Treviso began its history as a centre inhabited in the Bronze Age, whereas the Roman city of Tarvisium underwent a phase of considerable development in the era of the communes. Spared by Attila, it flourished under the Goths and the Lombards who made it a duchy. In the Middle Ages it experienced its most glorious era and after a period of conflict between the Guelphs and Ghibellines for domination, it spontaneously joined the Republic of Venice in 1339. The city was subsequently disputed between Austria and Italia until 1866. It suffered from bombing in the 1915-18 war, but even more so in the Second World War, when bombing by the Americans led to thousands of victims and destroyed many public buildings and monuments of considerable historic interest.

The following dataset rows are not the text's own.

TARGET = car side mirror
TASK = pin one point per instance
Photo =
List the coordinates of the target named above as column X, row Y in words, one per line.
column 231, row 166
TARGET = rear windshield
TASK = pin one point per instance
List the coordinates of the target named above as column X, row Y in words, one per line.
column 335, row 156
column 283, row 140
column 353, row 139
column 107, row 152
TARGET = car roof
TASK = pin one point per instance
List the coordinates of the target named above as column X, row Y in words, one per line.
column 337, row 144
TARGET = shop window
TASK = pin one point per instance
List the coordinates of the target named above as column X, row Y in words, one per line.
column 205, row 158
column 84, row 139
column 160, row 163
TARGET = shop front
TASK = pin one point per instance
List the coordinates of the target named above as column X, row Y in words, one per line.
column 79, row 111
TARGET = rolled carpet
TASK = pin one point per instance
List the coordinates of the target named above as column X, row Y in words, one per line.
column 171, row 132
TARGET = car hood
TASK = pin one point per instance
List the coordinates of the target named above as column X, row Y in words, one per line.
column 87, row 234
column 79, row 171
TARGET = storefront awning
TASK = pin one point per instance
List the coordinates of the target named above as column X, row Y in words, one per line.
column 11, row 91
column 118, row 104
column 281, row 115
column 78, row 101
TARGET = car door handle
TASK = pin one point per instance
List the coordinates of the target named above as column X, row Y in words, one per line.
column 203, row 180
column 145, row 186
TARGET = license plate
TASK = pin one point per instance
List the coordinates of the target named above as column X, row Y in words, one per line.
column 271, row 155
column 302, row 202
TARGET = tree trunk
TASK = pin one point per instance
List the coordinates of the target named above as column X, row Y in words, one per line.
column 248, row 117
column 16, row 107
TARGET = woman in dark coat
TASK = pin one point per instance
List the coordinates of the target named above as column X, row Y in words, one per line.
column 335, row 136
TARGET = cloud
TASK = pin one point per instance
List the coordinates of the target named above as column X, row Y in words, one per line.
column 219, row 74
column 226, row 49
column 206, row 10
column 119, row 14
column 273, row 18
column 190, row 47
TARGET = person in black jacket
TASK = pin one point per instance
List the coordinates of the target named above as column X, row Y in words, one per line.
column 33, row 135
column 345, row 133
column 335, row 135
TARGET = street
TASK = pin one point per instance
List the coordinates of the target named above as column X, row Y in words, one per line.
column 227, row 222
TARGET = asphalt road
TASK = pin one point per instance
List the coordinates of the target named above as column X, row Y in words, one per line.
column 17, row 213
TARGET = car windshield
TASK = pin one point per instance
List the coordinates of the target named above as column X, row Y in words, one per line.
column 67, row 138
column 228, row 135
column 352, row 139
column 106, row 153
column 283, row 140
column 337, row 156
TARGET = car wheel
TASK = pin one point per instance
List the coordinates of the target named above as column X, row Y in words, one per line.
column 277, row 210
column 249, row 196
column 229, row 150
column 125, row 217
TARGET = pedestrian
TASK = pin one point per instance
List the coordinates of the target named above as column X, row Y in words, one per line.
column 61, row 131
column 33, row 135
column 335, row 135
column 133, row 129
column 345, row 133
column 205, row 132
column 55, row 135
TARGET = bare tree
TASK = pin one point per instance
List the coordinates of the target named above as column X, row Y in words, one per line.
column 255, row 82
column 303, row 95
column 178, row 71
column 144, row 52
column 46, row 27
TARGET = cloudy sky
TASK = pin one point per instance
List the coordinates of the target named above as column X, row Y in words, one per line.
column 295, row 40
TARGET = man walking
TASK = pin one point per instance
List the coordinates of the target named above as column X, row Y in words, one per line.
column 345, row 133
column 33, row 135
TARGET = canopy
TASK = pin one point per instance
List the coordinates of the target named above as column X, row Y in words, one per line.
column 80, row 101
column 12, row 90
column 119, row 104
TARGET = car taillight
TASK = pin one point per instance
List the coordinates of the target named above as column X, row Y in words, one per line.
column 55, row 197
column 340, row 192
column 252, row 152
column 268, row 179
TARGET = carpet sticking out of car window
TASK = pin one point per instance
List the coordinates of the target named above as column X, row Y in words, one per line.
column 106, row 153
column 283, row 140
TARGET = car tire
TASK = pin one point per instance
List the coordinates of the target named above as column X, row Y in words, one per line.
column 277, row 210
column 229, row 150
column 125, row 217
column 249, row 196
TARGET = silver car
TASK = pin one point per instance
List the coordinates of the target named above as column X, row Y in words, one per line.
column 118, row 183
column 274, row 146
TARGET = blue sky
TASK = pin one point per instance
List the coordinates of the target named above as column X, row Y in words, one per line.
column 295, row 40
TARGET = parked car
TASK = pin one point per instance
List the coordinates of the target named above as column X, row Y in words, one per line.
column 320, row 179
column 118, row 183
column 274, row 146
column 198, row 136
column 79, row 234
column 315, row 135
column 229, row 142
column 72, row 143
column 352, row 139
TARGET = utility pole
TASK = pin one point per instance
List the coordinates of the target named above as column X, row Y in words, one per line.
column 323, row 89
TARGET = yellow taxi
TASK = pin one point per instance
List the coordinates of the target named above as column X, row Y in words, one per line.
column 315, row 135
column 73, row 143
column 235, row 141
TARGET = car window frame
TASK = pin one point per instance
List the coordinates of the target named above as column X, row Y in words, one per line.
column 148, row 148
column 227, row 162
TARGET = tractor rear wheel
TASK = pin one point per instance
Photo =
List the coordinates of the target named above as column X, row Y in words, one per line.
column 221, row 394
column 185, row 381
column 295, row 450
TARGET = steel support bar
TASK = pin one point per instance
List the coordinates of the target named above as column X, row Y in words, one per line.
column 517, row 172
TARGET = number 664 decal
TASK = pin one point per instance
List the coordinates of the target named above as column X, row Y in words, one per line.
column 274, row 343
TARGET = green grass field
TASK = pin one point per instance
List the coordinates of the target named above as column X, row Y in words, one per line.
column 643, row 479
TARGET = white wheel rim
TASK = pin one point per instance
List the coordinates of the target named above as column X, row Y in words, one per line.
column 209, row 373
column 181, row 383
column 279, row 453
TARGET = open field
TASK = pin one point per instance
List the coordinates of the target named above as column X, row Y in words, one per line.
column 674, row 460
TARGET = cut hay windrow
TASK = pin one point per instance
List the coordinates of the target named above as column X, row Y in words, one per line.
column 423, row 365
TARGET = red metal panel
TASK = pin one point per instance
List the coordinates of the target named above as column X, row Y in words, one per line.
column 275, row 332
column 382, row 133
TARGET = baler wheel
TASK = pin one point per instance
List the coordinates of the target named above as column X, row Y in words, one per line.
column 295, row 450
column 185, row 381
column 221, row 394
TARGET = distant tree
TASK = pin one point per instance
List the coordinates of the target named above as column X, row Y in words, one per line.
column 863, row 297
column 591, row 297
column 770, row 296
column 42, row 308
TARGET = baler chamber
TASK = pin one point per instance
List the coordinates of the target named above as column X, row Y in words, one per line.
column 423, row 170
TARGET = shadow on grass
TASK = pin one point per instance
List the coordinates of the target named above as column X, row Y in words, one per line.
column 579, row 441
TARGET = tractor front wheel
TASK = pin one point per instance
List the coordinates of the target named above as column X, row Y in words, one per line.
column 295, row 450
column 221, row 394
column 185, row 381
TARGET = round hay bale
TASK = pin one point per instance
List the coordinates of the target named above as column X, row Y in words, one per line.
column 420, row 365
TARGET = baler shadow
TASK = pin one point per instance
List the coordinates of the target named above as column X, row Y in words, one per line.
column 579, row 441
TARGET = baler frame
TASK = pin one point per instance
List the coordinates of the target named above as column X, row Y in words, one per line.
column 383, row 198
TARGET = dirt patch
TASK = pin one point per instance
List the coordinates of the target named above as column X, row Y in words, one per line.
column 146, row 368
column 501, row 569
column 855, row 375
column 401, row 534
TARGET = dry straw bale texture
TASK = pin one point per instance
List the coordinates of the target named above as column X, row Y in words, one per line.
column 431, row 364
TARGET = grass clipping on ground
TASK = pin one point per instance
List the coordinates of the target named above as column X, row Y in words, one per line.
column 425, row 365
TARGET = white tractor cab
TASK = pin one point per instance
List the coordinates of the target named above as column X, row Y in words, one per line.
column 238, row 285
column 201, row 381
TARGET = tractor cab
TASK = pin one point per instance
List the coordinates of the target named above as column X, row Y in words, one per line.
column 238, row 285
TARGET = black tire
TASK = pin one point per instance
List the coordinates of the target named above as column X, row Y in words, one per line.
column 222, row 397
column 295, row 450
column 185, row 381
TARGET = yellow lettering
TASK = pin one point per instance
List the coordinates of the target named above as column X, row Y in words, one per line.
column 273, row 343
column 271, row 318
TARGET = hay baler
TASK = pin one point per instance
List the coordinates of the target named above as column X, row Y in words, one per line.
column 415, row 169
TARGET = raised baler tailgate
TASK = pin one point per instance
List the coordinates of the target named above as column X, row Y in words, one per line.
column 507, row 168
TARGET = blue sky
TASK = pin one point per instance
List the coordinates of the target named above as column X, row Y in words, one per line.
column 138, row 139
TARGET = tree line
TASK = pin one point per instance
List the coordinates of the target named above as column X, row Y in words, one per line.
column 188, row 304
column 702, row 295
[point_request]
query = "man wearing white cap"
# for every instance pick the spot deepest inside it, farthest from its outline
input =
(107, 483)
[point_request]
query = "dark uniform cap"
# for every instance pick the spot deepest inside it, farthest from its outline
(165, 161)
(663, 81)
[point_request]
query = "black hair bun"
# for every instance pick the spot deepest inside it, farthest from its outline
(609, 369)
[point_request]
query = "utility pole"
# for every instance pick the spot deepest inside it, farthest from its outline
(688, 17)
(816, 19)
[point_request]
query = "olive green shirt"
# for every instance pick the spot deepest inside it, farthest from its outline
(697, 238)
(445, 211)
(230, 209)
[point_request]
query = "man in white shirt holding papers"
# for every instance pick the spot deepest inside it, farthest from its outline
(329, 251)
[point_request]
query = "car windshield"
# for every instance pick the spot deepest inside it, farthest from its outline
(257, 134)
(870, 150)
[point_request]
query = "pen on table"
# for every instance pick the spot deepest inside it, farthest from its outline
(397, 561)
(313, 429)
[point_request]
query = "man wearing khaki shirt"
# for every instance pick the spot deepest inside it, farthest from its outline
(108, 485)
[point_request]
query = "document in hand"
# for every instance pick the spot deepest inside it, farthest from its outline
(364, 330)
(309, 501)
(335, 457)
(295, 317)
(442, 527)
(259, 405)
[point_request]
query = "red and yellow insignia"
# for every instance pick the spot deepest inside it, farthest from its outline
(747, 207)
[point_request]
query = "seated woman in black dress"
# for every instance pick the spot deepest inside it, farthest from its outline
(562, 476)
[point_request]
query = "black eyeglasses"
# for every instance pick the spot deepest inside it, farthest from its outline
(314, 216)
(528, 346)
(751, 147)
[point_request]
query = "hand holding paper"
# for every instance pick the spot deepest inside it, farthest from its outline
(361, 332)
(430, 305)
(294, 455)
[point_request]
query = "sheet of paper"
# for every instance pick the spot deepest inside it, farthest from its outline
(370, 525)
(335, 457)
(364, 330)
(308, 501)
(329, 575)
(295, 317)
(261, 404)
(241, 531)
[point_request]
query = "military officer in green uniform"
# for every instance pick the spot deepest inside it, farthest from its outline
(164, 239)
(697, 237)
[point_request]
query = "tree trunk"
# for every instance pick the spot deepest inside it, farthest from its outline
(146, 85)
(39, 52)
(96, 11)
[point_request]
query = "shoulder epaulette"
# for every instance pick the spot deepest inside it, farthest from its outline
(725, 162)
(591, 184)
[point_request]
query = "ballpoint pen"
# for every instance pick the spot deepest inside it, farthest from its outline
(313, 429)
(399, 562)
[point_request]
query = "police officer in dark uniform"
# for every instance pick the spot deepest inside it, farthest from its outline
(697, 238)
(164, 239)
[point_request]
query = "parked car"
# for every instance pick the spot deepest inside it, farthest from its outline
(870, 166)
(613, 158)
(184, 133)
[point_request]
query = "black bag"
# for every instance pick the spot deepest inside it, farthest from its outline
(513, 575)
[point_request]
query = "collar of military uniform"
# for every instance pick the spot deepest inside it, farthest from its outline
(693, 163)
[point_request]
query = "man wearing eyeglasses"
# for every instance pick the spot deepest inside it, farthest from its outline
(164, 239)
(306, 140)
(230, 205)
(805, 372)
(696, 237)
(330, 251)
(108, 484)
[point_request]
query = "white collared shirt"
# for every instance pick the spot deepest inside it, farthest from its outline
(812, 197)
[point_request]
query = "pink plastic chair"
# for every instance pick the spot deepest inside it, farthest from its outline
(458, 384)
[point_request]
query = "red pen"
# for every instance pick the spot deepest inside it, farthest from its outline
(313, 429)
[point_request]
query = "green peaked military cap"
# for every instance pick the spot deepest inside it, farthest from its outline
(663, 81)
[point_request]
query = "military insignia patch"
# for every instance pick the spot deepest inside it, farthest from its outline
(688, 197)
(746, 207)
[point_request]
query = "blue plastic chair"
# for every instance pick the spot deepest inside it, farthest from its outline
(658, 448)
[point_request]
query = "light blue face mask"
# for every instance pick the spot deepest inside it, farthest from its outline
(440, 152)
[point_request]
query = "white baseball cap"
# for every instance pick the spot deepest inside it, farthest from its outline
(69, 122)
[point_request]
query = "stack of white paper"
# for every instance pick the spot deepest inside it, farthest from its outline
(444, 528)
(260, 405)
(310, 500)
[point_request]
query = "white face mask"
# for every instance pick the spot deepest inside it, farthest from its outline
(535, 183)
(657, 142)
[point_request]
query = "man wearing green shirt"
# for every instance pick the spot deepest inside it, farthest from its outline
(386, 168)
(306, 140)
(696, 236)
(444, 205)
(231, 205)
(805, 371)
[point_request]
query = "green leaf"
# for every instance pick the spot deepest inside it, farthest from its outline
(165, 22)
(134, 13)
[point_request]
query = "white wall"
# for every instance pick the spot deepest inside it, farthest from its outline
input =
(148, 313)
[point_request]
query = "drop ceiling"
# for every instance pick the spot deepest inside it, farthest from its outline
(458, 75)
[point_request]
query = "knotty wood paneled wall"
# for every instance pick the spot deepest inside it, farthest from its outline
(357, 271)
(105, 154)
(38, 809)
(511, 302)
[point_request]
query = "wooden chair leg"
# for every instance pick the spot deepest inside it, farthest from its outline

The city and its monuments
Treviso still conserves many of the painted houses which once characterised it. The Sile and Cagnan rivers, which meet here, give a special fascination to the historic centre, surrounded by its 16th century walls. Houses rising out or leaning over of the water, with fresco decoration on the façades and arcades running along the canals; this magical and harmonious atmosphere conserves a monumental, historic and artistic heritage of great value. In Treviso the Duomo of San Pietro, the Malchiostro chapel, the church of San Nicolò and the Civic Museum, with works by Bellini, Lotto, Titian and Bassano, should be visited. Finally, in Piazza dei Signori, there is an elegant succession of old communal buildings, creating a solemn and harmonious architectural setting with a medieval flavour.
The geographical area
The whole Treviso area contains a wealth of artistic and architectural treasures. In addition to the villas, there are enchanting towns such as Asolo, which lies on the gentle slopes of the rolling hills and is characterised by its medieval and renaissance architecture. A popular subject for painters it has always been frequented by famous visitors, such as Giosuè Carducci, Eleonora Duse, Ezra Pound and Stravinsky. Again in the area known as the Marca Gioiosa, we find Castelfranco Veneto, one of the most intact walled cities and the birthplace of Giorgione. Along the Piave wine route the itinerary is dotted with vineyards, alternating with innumerable artistic towns, such as Conegliano, Vittorio Veneto and Oderzo, all illustrating the beauty of the artistic and environmental heritage of the province.